Cyclist hit by bus had cancer - inquest
CHEMOTHERAPY TREATMENT was halted for a man who was left paralysed when he was struck by a double decker bus, an inquest heard yesterday.
Patrick Duffy (48) from Hollytree Square in Ballymun, Dublin 11, died on January 5th, 2009, six months after the incident as a result of complications from colon cancer that pre-existed his paralysis.
Dublin Coroner’s Court heard that Mr Duffy was cycling into town to attend Mass on July 31st, 2008, and had stopped in the cycle lane outside Glasnevin Cemetery to put on a rain cape when he was struck by the Bus Éireann vehicle.
Driver Alison Rooney said that she had moved out to go around him when she heard an impact and immediately stopped.
Mr Duffy was lying on the footpath with the bike between his legs and was bleeding from the back of the head.
He was taken to the Mater hospital, where he remained in a coma until mid-October. He was left paralysed from the chest down.
The deceased had been undergoing chemotherapy for terminal colon cancer but scans taken nine days before the incident showed that it was no longer working.
Consultant oncologist Dr Liam Grogan said Mr Duffy would have been offered an alternative chemotherapy strategy.
However, treatment was effectively suspended following the road incident. The chances of him benefiting significantly would have been small, he said.
Mr Duffy was transferred to St Francis Hospice in Raheny, where he later died from double pneumonia developed as a complication of spreading cancer.
The head injuries sustained in the incident were considered a co-morbidity but not directly responsible for the Mr Duffy’s death.
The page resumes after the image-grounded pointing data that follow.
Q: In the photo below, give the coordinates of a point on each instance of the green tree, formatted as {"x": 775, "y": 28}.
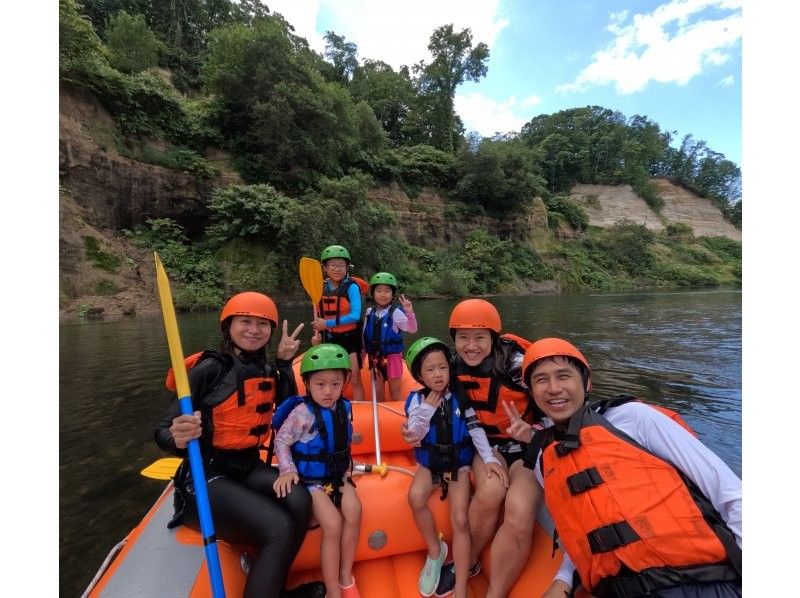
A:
{"x": 390, "y": 95}
{"x": 134, "y": 47}
{"x": 455, "y": 60}
{"x": 282, "y": 119}
{"x": 342, "y": 57}
{"x": 501, "y": 175}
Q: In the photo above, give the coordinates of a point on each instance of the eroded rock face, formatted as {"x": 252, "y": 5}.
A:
{"x": 117, "y": 192}
{"x": 605, "y": 205}
{"x": 425, "y": 220}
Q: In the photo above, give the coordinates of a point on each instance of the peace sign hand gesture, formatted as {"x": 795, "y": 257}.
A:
{"x": 289, "y": 343}
{"x": 406, "y": 304}
{"x": 518, "y": 428}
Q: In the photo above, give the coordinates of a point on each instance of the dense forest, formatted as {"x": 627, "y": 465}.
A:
{"x": 309, "y": 133}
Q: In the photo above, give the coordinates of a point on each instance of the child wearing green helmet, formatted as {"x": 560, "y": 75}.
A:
{"x": 448, "y": 434}
{"x": 339, "y": 319}
{"x": 312, "y": 444}
{"x": 384, "y": 324}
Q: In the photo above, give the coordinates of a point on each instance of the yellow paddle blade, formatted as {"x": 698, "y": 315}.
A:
{"x": 163, "y": 469}
{"x": 311, "y": 277}
{"x": 171, "y": 327}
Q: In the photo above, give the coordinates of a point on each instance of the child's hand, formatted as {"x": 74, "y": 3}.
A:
{"x": 319, "y": 324}
{"x": 316, "y": 339}
{"x": 434, "y": 399}
{"x": 406, "y": 304}
{"x": 406, "y": 436}
{"x": 283, "y": 485}
{"x": 499, "y": 471}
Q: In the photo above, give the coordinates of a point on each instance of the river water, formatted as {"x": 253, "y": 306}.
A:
{"x": 678, "y": 349}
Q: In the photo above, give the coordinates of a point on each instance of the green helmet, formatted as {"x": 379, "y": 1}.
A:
{"x": 332, "y": 251}
{"x": 382, "y": 278}
{"x": 327, "y": 356}
{"x": 421, "y": 347}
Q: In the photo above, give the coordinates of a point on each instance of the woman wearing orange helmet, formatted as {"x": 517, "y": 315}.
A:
{"x": 233, "y": 391}
{"x": 488, "y": 369}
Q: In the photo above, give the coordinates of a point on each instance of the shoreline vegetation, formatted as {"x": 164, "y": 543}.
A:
{"x": 309, "y": 135}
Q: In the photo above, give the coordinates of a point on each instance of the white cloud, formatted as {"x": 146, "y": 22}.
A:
{"x": 488, "y": 116}
{"x": 394, "y": 32}
{"x": 670, "y": 45}
{"x": 302, "y": 16}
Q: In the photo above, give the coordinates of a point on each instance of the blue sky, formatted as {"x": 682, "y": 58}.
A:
{"x": 677, "y": 62}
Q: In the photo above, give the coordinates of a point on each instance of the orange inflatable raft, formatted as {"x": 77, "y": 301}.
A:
{"x": 155, "y": 561}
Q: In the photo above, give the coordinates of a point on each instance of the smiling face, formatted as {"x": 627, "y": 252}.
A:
{"x": 473, "y": 345}
{"x": 435, "y": 371}
{"x": 325, "y": 386}
{"x": 382, "y": 295}
{"x": 250, "y": 333}
{"x": 336, "y": 269}
{"x": 557, "y": 388}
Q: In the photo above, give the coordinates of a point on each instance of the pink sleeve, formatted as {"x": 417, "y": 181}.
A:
{"x": 297, "y": 423}
{"x": 405, "y": 322}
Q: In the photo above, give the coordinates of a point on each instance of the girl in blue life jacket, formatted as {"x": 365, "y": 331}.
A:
{"x": 384, "y": 324}
{"x": 312, "y": 444}
{"x": 448, "y": 434}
A prosecution was launched following the incident. However, the matter was dismissed on reaching court.
Speaking from the body of the court, Vanessa Duffy said that her brother had been left a “vegetable” by the incident and that the family felt no one had been held accountable.
“He had no quality of life from the day he was admitted so it was nearly the same as death,” she said.
Ms Rooney apologised to the family. “It never goes away, and it never will go away and I am sorry,” she said. The jury returned a narrative verdict outlining the facts.